Sweet and floral, with notes of Gentian a la Suze on the nose, pine-forward juniper and bitter orange zest.
The palate of Roter Turm Alpine Dry Gin begins with a peppery, almost spicy entry. Gentian, and juniper come on mid-palate. There’s a noticeable strength and power to the base spirit here. There was a hint of berry on the nose, but here it comes on later more intensely. Rowan Berries (along with other berries) tend to impart a slightly sour, jammy note. I’d consider it in the ballpark of tart cranberries and elderberry jam.
The finish is lovely with a clean, almost aperitif inspired finish. The gentian influence is clear all throughout; however, certainly the other botanicals are working with it. There’s a gentle spice behind the gentian finish.
The digestif/aperitif influence manifests in cocktails. I find it works well with wormwood and spice in a relatively wet Martini, with a twist specifically.
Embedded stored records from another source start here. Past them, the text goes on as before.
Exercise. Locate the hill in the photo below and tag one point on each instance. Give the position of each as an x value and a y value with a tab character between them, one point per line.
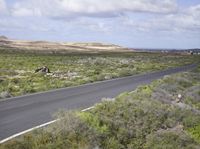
46	46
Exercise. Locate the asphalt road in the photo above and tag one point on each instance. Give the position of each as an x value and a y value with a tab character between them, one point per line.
22	113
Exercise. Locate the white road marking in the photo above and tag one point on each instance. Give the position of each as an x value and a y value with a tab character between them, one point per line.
37	127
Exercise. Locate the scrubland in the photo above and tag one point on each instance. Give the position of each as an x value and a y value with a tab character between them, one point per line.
150	117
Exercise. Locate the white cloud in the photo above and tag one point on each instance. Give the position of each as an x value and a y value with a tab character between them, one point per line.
184	20
102	8
3	8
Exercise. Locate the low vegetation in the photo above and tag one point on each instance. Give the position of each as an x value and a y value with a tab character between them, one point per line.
18	77
142	119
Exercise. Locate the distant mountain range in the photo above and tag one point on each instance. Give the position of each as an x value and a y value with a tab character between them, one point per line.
6	43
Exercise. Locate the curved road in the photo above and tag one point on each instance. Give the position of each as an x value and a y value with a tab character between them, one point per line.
22	113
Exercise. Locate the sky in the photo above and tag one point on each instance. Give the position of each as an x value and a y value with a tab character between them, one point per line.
171	24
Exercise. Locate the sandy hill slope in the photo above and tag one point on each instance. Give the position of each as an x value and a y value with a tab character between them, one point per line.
58	46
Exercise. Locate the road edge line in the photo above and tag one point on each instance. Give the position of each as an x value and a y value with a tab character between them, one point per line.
36	127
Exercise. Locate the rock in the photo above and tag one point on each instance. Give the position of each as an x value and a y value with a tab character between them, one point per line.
5	94
43	69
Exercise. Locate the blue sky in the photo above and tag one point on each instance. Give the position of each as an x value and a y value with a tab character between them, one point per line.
130	23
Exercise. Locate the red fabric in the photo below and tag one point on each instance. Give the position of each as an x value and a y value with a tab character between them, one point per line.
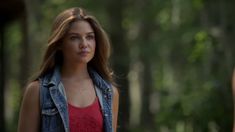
88	119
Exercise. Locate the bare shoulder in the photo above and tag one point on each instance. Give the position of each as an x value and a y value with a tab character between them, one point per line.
31	93
32	88
29	116
115	91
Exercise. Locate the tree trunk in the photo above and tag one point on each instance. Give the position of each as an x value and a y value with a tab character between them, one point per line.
2	79
120	59
25	51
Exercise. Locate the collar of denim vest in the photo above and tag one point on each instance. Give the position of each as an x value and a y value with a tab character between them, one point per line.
54	79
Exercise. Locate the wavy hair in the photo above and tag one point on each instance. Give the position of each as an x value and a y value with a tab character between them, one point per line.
62	23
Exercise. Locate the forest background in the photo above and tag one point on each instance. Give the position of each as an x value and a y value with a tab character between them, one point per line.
173	59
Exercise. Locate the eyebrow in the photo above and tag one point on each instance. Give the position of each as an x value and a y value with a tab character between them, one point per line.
72	33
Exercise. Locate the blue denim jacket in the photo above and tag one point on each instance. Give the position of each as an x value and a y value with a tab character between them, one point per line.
54	107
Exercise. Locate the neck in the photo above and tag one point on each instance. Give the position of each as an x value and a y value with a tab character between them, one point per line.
74	72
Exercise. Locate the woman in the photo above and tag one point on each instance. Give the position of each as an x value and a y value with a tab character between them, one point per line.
74	90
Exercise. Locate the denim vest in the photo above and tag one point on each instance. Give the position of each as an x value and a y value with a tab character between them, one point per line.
54	106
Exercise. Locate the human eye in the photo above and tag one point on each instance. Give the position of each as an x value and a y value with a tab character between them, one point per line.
74	38
90	37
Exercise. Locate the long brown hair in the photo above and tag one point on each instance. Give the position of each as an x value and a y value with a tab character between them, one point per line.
61	25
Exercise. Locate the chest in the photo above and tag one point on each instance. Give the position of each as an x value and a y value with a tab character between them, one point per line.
80	94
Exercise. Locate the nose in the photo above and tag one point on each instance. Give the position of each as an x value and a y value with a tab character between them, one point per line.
83	43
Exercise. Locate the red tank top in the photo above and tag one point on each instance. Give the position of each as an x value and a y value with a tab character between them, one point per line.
87	119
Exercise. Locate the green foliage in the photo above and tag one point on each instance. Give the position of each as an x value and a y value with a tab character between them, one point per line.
190	64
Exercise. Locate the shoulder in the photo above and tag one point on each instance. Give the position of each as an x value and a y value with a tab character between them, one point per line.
31	92
115	91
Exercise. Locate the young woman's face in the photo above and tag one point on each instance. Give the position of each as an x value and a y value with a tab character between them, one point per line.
79	43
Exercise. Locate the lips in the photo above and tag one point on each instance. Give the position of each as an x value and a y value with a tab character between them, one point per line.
83	53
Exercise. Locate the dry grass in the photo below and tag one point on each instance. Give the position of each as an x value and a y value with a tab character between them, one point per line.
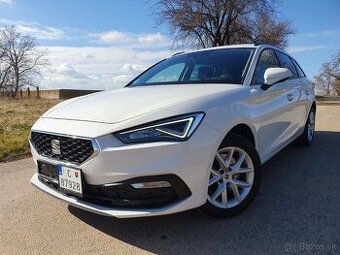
16	120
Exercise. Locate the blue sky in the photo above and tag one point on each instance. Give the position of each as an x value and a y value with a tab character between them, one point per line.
103	43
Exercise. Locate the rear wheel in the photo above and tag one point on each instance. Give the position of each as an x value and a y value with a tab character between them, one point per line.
234	178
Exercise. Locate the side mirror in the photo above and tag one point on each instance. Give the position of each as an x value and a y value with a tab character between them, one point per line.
275	75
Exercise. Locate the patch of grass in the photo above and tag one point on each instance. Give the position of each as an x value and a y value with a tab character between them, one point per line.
16	120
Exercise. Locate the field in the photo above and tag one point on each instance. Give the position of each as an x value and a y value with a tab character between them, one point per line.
16	120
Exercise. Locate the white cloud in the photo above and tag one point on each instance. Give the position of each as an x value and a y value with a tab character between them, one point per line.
324	34
295	49
8	2
131	68
110	36
153	39
36	29
96	67
114	37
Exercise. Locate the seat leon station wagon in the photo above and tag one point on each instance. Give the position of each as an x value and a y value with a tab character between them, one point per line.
190	132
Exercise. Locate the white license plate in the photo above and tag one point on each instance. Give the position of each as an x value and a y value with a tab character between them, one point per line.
70	179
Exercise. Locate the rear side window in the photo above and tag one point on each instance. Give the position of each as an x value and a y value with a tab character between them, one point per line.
298	68
287	63
266	60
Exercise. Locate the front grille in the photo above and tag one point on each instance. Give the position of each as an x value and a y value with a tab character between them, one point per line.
72	150
122	195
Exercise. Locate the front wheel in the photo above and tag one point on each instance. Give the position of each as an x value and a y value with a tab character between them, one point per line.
234	178
307	136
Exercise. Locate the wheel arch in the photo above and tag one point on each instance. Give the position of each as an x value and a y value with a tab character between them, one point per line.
245	131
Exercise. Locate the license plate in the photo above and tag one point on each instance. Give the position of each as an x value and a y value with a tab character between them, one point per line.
70	179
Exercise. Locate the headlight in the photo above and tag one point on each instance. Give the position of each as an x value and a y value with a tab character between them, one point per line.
178	128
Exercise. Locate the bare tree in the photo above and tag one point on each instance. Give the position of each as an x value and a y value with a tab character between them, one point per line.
5	71
328	80
22	56
205	23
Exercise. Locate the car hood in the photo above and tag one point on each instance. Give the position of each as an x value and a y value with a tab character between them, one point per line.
119	105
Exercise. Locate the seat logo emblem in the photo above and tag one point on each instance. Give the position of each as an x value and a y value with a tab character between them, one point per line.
55	146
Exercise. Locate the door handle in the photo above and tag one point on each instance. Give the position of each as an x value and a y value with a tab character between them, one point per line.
290	97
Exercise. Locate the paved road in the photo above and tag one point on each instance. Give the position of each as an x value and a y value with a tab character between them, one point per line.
297	211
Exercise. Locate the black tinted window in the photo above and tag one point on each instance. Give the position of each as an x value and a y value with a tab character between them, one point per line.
267	60
212	66
287	63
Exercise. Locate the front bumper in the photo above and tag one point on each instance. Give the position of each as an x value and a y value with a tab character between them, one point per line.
117	162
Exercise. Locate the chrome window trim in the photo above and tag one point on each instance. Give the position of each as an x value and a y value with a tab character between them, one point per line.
95	145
It also is delightful in a Negroni, absolutely kicking up the bitterness and palate cleansing portion.
I was less of a fan of it with the Gin and Tonic, vastly preferring it in the style of a Suze and Soda, served stirred over ice and garnished with an orange. Or adding a bit of Roter Turm Alpine Dry Gin to your next Aperol Spritz.
Fans of aperitifs and bitters will likely be quite a fan of what Keunz Naturbrennerei have done here. But regular gin fans will be too, as long as they come ready for a more contemporary herbal take on gin.
Bartenders might be advised to be judicious about using Roter Turm Alpine Dry Gin behind the bar. It’s unusual take certainly does transform cocktails, and especially in bars which cater to that bitter, amaro-loving taste, it will definitely elevate them to new heights.
I think Roter Turm Alpine Dry Gin is best on its own though. Try it neat or on the rocks. It’s incredibly well made, and whether or not the Alpine Style is actually a style, Roter Turm Alpine Dry Gin should be somewhere on your “need to try list.”